CHILI GARLIC SAUCE The whole world raves about Sriracha, but I say phooey. The stuff with the green cap isn’t actually authentic chili sauce. It’s good for making spicy tuna, adding to pho and as a condiment, but try adding it to a wok and you’ve got a spicy, acidic, bitter mess. If you want heat in a wok, use Chinese chili garlic sauce instead. I stay with Lee Kum Kee for this, and together, the chili garlic sauce and oyster sauce make a great Szechuan or kung pao flavor.
A Tila recipe: Kung pao shrimp
- 2 tbsp. cooking oil
- 1/3 cup roasted cashew nuts or peanuts
- 1/4 cup dried chilies
- 3 garlic cloves, smashed
- 1 red bell pepper, large dice
- 1 medium onion, large dice
- 1 pound medium shrimp, cleaned and deveined
- 1-1.5 tbsp. chili garlic sauce (Lee Kum Kee brand)

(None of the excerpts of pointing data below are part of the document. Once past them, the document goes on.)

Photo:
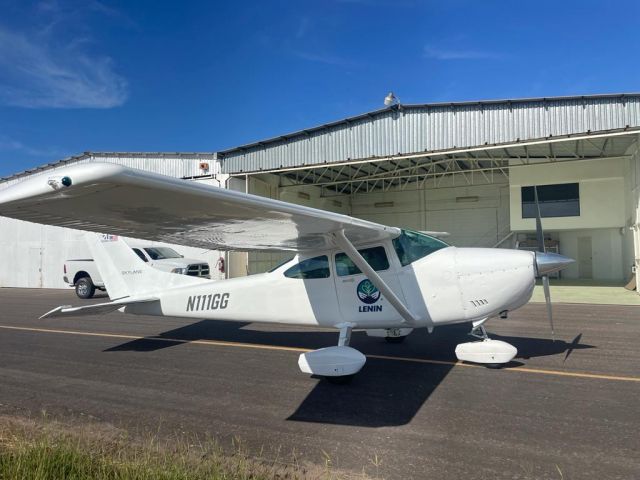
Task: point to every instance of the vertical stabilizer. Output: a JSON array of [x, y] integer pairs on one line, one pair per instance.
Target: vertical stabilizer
[[124, 274]]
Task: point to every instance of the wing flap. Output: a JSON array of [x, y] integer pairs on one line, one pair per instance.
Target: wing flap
[[113, 199]]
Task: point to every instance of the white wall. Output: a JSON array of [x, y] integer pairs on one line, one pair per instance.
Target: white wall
[[631, 241], [606, 249], [473, 215]]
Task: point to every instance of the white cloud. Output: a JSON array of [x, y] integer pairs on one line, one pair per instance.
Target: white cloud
[[36, 71], [446, 54]]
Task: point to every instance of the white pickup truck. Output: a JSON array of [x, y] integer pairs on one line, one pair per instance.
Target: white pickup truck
[[84, 276]]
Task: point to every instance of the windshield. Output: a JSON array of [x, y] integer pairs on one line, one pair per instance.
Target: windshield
[[162, 253], [411, 246]]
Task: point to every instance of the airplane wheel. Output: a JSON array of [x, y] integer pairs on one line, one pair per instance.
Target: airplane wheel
[[395, 339], [341, 380], [85, 288]]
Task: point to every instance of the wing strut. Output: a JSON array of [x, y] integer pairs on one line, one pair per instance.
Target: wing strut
[[343, 242]]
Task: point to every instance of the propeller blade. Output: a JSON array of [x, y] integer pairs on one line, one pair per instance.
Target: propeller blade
[[539, 232], [547, 297]]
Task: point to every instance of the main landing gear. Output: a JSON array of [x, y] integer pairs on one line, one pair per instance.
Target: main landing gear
[[492, 353], [336, 364], [391, 335]]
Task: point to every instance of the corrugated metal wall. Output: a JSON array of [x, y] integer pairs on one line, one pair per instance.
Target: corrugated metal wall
[[421, 128]]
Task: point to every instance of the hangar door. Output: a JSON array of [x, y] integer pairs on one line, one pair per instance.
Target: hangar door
[[477, 227]]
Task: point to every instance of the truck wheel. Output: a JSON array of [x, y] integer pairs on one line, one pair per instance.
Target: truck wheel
[[85, 288]]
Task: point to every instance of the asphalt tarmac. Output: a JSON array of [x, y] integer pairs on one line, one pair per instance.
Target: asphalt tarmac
[[565, 409]]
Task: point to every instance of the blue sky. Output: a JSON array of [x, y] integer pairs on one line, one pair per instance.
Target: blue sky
[[205, 76]]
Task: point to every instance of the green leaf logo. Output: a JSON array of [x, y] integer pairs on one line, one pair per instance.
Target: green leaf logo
[[367, 292]]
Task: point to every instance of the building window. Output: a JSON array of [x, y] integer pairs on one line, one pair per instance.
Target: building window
[[316, 267], [562, 200], [376, 257]]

- 1-1.5 tbsp. oyster sauce
- 2 green onions, dice
- 1/2 tsp. white pepper
Total prep time: 30 minutes
Active time: 15 minutes
Method: Combine chili garlic sauce and oyster sauce, then set aside. Heat oil to medium high in a wok and sauté garlic until light brown. Add shrimp, stirring occasionally until they turn pink. Stir in the nuts and all vegetables (except green onions) and cook until onions start to turn translucent. Add sauce and pepper and incorporate well. Cook for about two more minutes until shrimp is cooked through. (Try not to overcook shrimp; they get chewy.) Garnish with chopped green onions, and serve with white rice.